But in Alliance, the Ninth Circuit held that its “serious questions” approach—that a preliminary injunction may issue where the likelihood of success is such that “serious questions going to the merits were raised and the balance of hardships tips sharply in [plaintiff’s] favor,” 632 F.3d at 1131-32—survives Winter when applied as part of the classic four-element test for a preliminary injunction.  That four-factor test requires a plaintiff to show (1) that he is likely to succeed on the merits, (2) that he is likely to suffer irreparable harm in the absence of preliminary relief, (3) that the balance of equities tips in his favor, and (4) and that an injunction is in the public interest.  See Winter, 129 S.Ct. at 374.

Overall, Alliance signals that the Supreme Court’s Winter decision may not have cut back on either the ability or propensity of courts within the Ninth Circuit to grant preliminary injunctive relief in environmental and natural resources cases as much as some observers originally thought.  But Alliance does show Winter’s effect in modulating the Ninth Circuit’s preliminary injunction standard both to require satisfaction of all four elements of the Winter test and to reinforce the Ninth Circuit’s acceptance of Winter’s elimination of the mere “possibility” of irreparable harm to support a preliminary injunction.

In Alliance, two plaintiff environmental groups (the Alliance and the Native Ecosystems Council) challenged the Forest Service’s “emergency situation determination” (“ESD”) for the Rat Creek salvage project.  That project permitted salvage logging of trees on approximately 1,652 of the 27,000 acres in Montana’s Beaverhead-Deerlodge National Forest that burned in the fall 2007 Rat Creek wildfire.  Two years later, the Chief of the Forest Service made an ESD authorizing immediate logging without an administrative appeal opportunity.  The ESD was premised on the potential for a substantial economic loss to the federal government if the project was delayed because the trees continued to decay and rapidly lose their value and merchantable volume.

The district court refused the Alliance’s request for a preliminary injunction, citing Winter and stating that plaintiffs had not shown a likelihood of success on the merits or irreparable injury.  On appeal—after clarifying its continued application of the “sliding scale” approach and the “serious questions” test—the Ninth Circuit held that the Alliance had shown that there was a likelihood of irreparable harm, that there were at least serious questions on the merits concerning the validity of the Forest Service’s ESD, that the balance of hardships tipped sharply in plaintiffs’ favor, and that the public interest favored a preliminary injunction.  Reviewing the court’s evaluation of each of these four Winter factors highlights the potential future application of the preliminary injunction test not only in the Ninth Circuit, but also in the other circuits that continue to apply the “serious questions” test, including the Second, Seventh, and Tenth circuits.  632 F.3d at 1133-34.

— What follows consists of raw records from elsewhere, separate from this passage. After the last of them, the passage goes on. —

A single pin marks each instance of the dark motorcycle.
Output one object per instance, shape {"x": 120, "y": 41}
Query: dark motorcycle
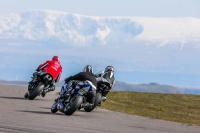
{"x": 40, "y": 82}
{"x": 73, "y": 96}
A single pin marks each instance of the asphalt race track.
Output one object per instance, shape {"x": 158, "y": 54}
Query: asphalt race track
{"x": 19, "y": 115}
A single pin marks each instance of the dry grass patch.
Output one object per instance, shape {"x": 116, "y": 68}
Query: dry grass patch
{"x": 172, "y": 107}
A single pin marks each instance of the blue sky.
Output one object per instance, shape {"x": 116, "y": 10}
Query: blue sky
{"x": 173, "y": 67}
{"x": 146, "y": 8}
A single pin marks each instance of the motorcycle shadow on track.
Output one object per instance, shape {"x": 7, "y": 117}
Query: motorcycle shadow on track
{"x": 38, "y": 112}
{"x": 16, "y": 98}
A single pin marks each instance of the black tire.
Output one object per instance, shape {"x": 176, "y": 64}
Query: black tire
{"x": 54, "y": 108}
{"x": 96, "y": 102}
{"x": 73, "y": 105}
{"x": 36, "y": 91}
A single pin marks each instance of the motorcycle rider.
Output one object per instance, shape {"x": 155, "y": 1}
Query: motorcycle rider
{"x": 108, "y": 74}
{"x": 52, "y": 67}
{"x": 83, "y": 77}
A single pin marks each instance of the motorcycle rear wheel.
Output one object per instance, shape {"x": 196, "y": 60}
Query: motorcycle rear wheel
{"x": 36, "y": 91}
{"x": 54, "y": 108}
{"x": 96, "y": 102}
{"x": 73, "y": 105}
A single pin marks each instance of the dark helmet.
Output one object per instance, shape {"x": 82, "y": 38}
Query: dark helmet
{"x": 109, "y": 68}
{"x": 55, "y": 58}
{"x": 88, "y": 68}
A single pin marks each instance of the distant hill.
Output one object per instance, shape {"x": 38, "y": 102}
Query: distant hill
{"x": 151, "y": 87}
{"x": 121, "y": 86}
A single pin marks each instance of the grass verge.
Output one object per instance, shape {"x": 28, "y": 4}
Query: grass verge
{"x": 180, "y": 108}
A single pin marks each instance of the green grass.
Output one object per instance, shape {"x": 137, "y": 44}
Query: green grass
{"x": 180, "y": 108}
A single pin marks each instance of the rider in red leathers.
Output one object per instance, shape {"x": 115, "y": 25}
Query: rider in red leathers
{"x": 52, "y": 67}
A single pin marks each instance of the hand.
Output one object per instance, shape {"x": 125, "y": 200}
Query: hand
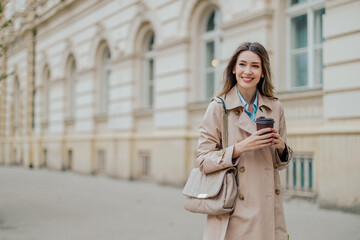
{"x": 277, "y": 141}
{"x": 260, "y": 139}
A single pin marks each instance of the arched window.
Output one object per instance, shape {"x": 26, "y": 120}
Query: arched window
{"x": 104, "y": 72}
{"x": 45, "y": 94}
{"x": 16, "y": 104}
{"x": 71, "y": 79}
{"x": 149, "y": 68}
{"x": 210, "y": 41}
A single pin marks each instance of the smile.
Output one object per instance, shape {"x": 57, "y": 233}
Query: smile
{"x": 246, "y": 79}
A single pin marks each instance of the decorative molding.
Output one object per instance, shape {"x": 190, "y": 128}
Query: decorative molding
{"x": 289, "y": 96}
{"x": 172, "y": 43}
{"x": 247, "y": 17}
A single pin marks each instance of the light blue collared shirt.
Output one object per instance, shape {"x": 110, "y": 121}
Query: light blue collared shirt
{"x": 246, "y": 105}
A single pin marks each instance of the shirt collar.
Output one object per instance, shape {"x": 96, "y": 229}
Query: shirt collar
{"x": 246, "y": 105}
{"x": 232, "y": 99}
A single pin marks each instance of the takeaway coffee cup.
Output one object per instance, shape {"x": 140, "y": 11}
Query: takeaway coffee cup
{"x": 264, "y": 122}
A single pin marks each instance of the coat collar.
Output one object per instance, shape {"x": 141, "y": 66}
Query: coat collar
{"x": 233, "y": 101}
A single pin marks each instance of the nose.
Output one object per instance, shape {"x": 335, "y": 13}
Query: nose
{"x": 247, "y": 70}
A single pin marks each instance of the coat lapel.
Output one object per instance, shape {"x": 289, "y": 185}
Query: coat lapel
{"x": 232, "y": 101}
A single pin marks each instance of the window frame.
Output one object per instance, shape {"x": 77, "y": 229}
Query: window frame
{"x": 206, "y": 37}
{"x": 71, "y": 79}
{"x": 304, "y": 8}
{"x": 45, "y": 94}
{"x": 148, "y": 56}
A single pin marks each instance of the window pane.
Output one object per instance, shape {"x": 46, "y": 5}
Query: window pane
{"x": 210, "y": 26}
{"x": 210, "y": 84}
{"x": 293, "y": 2}
{"x": 151, "y": 42}
{"x": 318, "y": 35}
{"x": 299, "y": 69}
{"x": 151, "y": 96}
{"x": 299, "y": 32}
{"x": 151, "y": 69}
{"x": 210, "y": 53}
{"x": 318, "y": 67}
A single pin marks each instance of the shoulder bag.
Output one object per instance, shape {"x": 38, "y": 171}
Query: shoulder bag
{"x": 213, "y": 193}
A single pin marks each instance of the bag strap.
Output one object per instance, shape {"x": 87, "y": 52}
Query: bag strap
{"x": 225, "y": 145}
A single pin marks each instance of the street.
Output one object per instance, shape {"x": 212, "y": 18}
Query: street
{"x": 39, "y": 204}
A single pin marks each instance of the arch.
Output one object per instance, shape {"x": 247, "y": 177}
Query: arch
{"x": 102, "y": 77}
{"x": 101, "y": 36}
{"x": 190, "y": 9}
{"x": 70, "y": 86}
{"x": 195, "y": 27}
{"x": 66, "y": 55}
{"x": 145, "y": 18}
{"x": 45, "y": 89}
{"x": 16, "y": 102}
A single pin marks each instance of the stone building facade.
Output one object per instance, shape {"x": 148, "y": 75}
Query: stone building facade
{"x": 119, "y": 87}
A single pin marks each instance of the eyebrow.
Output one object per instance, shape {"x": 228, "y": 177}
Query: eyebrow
{"x": 246, "y": 62}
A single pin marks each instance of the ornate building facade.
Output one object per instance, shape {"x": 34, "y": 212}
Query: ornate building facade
{"x": 119, "y": 87}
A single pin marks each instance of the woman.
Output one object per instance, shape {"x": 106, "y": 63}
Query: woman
{"x": 259, "y": 155}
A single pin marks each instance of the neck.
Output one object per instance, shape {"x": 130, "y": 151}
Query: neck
{"x": 248, "y": 95}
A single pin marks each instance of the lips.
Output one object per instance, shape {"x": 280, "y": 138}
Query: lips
{"x": 246, "y": 79}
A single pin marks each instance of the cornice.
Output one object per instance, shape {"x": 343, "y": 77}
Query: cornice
{"x": 247, "y": 17}
{"x": 172, "y": 43}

On the likelihood of irreparable harm, the court held that the Rat Creek project would prevent the Alliance members’ use and enjoyment of 1,652 acres within the overall project, and that this was “hardly a de minimus” injury.  632 F.3d at 1135.  The Ninth Circuit recognized that not “any potential environmental injury” warrants an injunction.  But the Alliance’s claims that the project would interfere with work and recreational purposes such as hunting, fishing, hiking, horseback riding, and cross-country skiing, as well as the Alliance members’ ability to “view, experience, and utilize” the areas of the Rat Creek project in their undisturbed state, was an “actual and irreparable injury” that satisfied the “likelihood of irreparable injury” requirement.  Id.

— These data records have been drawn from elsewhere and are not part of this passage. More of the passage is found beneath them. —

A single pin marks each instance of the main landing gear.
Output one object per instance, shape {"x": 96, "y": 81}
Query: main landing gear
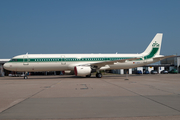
{"x": 98, "y": 75}
{"x": 25, "y": 75}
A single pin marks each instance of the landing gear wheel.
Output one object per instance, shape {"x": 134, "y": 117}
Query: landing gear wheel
{"x": 99, "y": 75}
{"x": 88, "y": 75}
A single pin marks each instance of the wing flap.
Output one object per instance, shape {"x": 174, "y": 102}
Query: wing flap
{"x": 100, "y": 64}
{"x": 164, "y": 57}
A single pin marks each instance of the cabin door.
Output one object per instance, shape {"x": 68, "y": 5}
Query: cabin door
{"x": 25, "y": 60}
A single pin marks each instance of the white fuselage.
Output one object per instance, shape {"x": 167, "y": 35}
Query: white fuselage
{"x": 61, "y": 62}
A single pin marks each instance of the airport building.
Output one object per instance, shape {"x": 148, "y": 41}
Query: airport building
{"x": 166, "y": 64}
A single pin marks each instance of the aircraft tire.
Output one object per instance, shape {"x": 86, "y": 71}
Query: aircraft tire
{"x": 99, "y": 75}
{"x": 88, "y": 75}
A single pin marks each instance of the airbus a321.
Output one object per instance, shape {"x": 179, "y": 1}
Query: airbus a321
{"x": 85, "y": 64}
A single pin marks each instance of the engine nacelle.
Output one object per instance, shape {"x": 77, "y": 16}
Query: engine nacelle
{"x": 82, "y": 70}
{"x": 68, "y": 72}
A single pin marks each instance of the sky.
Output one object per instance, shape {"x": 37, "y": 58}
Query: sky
{"x": 87, "y": 26}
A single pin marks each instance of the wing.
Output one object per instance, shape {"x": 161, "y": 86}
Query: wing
{"x": 100, "y": 64}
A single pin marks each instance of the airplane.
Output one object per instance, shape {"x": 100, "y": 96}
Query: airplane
{"x": 85, "y": 64}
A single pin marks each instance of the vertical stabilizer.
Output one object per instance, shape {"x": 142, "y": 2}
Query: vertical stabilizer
{"x": 154, "y": 47}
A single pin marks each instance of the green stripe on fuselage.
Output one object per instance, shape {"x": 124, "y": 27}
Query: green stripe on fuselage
{"x": 151, "y": 54}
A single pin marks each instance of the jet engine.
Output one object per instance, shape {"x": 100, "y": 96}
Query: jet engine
{"x": 82, "y": 70}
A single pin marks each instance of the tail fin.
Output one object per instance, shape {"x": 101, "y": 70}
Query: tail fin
{"x": 154, "y": 47}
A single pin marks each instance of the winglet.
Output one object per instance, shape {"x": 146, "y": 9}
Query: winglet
{"x": 155, "y": 43}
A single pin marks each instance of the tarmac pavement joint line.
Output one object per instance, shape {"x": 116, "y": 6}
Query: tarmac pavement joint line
{"x": 22, "y": 100}
{"x": 143, "y": 96}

On the likelihood of success on the merits, the Ninth Circuit scrutinized the Forest Service’s ESD and found it wanting, questioning the basis for the $70,000 “potential loss” to the federal government, whether that constituted a “substantial loss” and determining that the figure was “highly speculative.”  Id. at 1136.  In doing so, the court engaged in the type of “fine-grained” examination for the Forest Service’s justification for the ESD determination that an en banc panel of the Ninth Circuit in the Lands Council decision had said it would eschew.  See Lands Council v. McNair, 537 F.3d 981, 993 (9th Cir. 2008) (en banc).  The Ninth Circuit also found fault, on a firmer legal basis, with the Forest Service’s reliance on the project’s potential impact on the local economy as supporting the ESD determination.  Under the applicable regulations and the Forest Service Appeals Reform Act statute, local economic effects are not a factor to be considered in making an ESD determination.  632 F.3d at 1137.

On the balance of the hardships, the court noted that once the 1,652 acres were logged, the work and recreational opportunities that would otherwise be available on that land “are irreparably lost.”  Id.  By contrast, the hardship to the Forest Service—the potential foregone revenues from the salvage sale—estimated to be “as much as $16,000” and possibly a more speculative loss of up to $70,000—were “so small that they cannot provide a significant counterweight to the harm caused to” the Alliance.  Id. at 1138.  Thus, the balance of hardships tipped sharply enough in favor of the Alliance to warrant a preliminary injunction.

Finally on the public interest factor, the court recognized the well-established public interest in preserving nature and avoiding irreparable environmental injury.  Id.  The court also recognized “the public interest in careful consideration of environmental impacts before major federal projects go forward,” and that it had “held that suspending such projects until that consideration occurs comports with the public interest.”  Id.  Importantly, the court will not grant a preliminary injunction unless those environmental and process public interests outweigh other public interests that favor not issuing an injunction.  Id.  In this case, the court held that the public interest asserted by the Forest Service was an aid to the struggling local economy and the prevention of job losses.  The court acknowledged that the potential injunction’s “effect on the health of the local economy is a proper consideration in the public interest analysis.”  Id.  However, it then dismissed this factor, noting that the Forest Service asserted that the salvage project would directly create 18 to 26 temporary jobs and have an indirect beneficial effect on other aspects of the local economy.  In short, the court concluded that those temporary jobs and indirect economic benefits were outweighed by the nature preservation objectives advocated by the Alliance, and that therefore “issuing the injunction is in the public interest.”  Id. at 1139.

The Ninth Circuit then directed the entry of a preliminary injunction, instead of remanding to the district court for application of the correct legal standard.  The Ninth Circuit may have ordered the injunction itself at least in part because the salvage logging had already commenced, and by the time the case reached the appellate court approximately 49 percent of the planned logging was already completed.

As District Judge Mosman, sitting with the Ninth Circuit Panel by designation, observed in his concurring decision, the importance of the continued application of the “serious questions” test emphasizes that framing the issue can be outcome determinative in preliminary injunction situations such as this.  Judge Mosman further noted that when issues come before the court on an accelerated schedule in the preliminary injunction context, “it can seem almost inimical to good judging to hazard a prediction about which side it likely to succeed.  There are, of course, obvious cases.  But in many, perhaps most, cases the better question to ask is whether there are serious questions going to the merits.  That question has a legitimate answer.  Whether plaintiffs are likely to prevail often does not.”  632 F.3d at 1140 (Mosman, D.J., concurring).  Thus, under this perspective—and the framework now adopted by the Ninth Circuit—the continuation of the sliding scale approach, including the “serious questions” test, “preserves the flexibility that is so essential to handling preliminary injunctions, and that is the hallmark of relief in equity.”